Single by Good Charlotte

from the album Good Charlotte
- B-side: "The Click"; "Thank You Mom";
- Released: July 24, 2000
- Length: 3:23
- Label: Epic
- Songwriters: Benji Madden; Joel Madden;
- Producer: Don Gilmore

Good Charlotte singles chronology
|  | "Little Things" (2000) | "The Motivation Proclamation" (2001) |

Music video
- "Little Things" on YouTube

= Little Things (Good Charlotte song) =

2000 single by Good Charlotte

"Little Things" is a song by American band Good Charlotte from their self-titled debut album. The song was released as their debut single on July 24, 2000. It peaked at number 23 on the US Billboard Modern Rock Tracks chart and number 61 in Australia.

==Music video==
The music video shows the band performing in a high school.
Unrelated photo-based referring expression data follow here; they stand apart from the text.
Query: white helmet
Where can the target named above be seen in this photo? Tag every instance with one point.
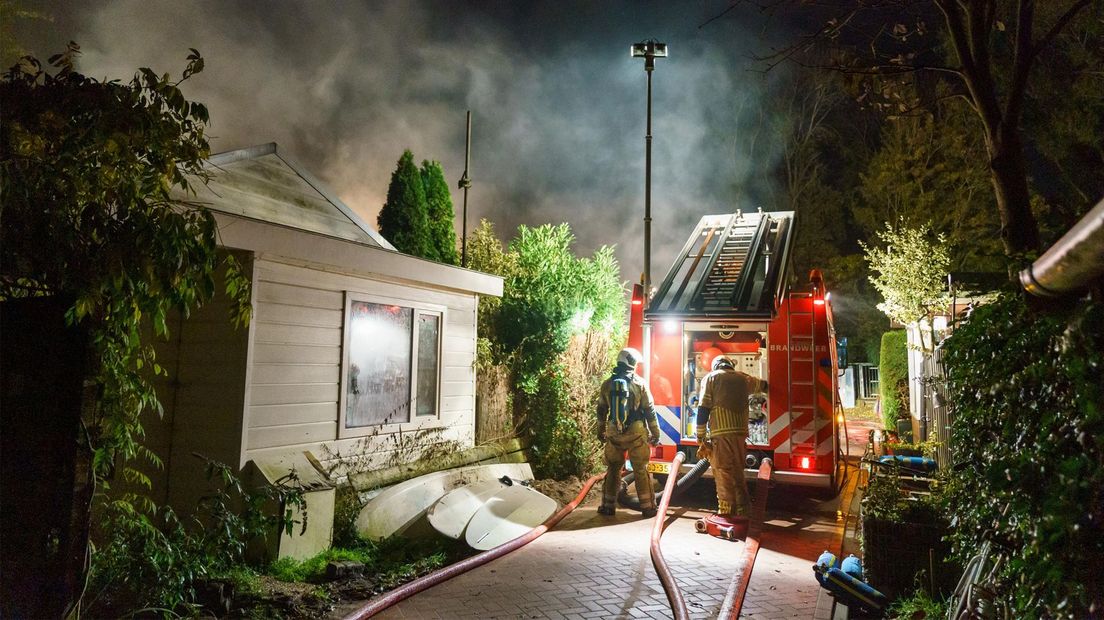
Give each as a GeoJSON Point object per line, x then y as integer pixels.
{"type": "Point", "coordinates": [629, 356]}
{"type": "Point", "coordinates": [722, 362]}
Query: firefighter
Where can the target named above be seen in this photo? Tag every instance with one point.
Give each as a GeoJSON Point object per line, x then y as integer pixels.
{"type": "Point", "coordinates": [722, 433]}
{"type": "Point", "coordinates": [627, 423]}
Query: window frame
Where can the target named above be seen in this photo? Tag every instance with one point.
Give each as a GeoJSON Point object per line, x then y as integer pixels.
{"type": "Point", "coordinates": [420, 308]}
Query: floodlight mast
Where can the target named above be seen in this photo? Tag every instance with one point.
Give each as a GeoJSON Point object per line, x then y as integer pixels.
{"type": "Point", "coordinates": [649, 51]}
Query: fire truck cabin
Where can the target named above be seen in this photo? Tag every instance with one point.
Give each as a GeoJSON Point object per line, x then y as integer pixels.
{"type": "Point", "coordinates": [729, 294]}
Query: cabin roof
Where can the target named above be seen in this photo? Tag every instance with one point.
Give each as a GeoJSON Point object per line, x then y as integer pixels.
{"type": "Point", "coordinates": [263, 183]}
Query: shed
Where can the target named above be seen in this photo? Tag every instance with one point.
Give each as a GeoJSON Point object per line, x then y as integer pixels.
{"type": "Point", "coordinates": [357, 353]}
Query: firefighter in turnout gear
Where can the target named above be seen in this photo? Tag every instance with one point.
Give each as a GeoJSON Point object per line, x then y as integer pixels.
{"type": "Point", "coordinates": [627, 423]}
{"type": "Point", "coordinates": [722, 433]}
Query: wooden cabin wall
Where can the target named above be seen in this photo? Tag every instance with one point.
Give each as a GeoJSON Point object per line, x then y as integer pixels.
{"type": "Point", "coordinates": [294, 383]}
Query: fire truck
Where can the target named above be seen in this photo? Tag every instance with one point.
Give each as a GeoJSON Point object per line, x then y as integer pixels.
{"type": "Point", "coordinates": [729, 294]}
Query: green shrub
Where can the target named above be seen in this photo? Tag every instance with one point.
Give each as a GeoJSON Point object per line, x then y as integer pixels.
{"type": "Point", "coordinates": [149, 559]}
{"type": "Point", "coordinates": [392, 560]}
{"type": "Point", "coordinates": [893, 377]}
{"type": "Point", "coordinates": [1028, 397]}
{"type": "Point", "coordinates": [919, 605]}
{"type": "Point", "coordinates": [556, 327]}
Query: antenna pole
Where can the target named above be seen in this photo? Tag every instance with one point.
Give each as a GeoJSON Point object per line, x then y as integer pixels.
{"type": "Point", "coordinates": [465, 183]}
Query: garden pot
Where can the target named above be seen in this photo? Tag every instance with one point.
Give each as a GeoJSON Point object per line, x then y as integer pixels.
{"type": "Point", "coordinates": [900, 557]}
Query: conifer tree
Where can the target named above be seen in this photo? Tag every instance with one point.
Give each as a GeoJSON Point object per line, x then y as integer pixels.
{"type": "Point", "coordinates": [404, 220]}
{"type": "Point", "coordinates": [442, 233]}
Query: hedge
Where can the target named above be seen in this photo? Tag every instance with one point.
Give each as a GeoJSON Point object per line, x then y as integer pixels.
{"type": "Point", "coordinates": [1027, 387]}
{"type": "Point", "coordinates": [893, 377]}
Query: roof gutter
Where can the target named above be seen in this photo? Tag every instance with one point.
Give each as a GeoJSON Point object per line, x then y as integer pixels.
{"type": "Point", "coordinates": [1073, 262]}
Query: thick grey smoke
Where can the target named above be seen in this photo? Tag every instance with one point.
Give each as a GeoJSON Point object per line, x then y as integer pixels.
{"type": "Point", "coordinates": [558, 104]}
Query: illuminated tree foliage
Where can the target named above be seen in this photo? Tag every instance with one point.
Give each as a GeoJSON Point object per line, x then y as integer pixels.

It was directed by Nigel Dick and was filmed between July 17 and 18, 2000, at Lorne Park Secondary School in Mississauga, Ontario, Canada. Mandy Moore appears in the video.

==Track listing==
1. "Little Things" – 3:24
2. "The Click" – 3:36
3. "Thank You Mom" – 3:53

==Charts==

Weekly chart performance for "Little Things"
| Chart (2001) | Peak position |
|---|---|
| Australia (ARIA) | 61 |
| US Alternative Airplay (Billboard) | 23 |

==Certifications==

Certifications for "Little Things"
| Region | Certification | Certified units/sales |
| United States (RIAA) | Gold | 500,000^{‡} |
^{‡} Sales+streaming figures based on certification alone.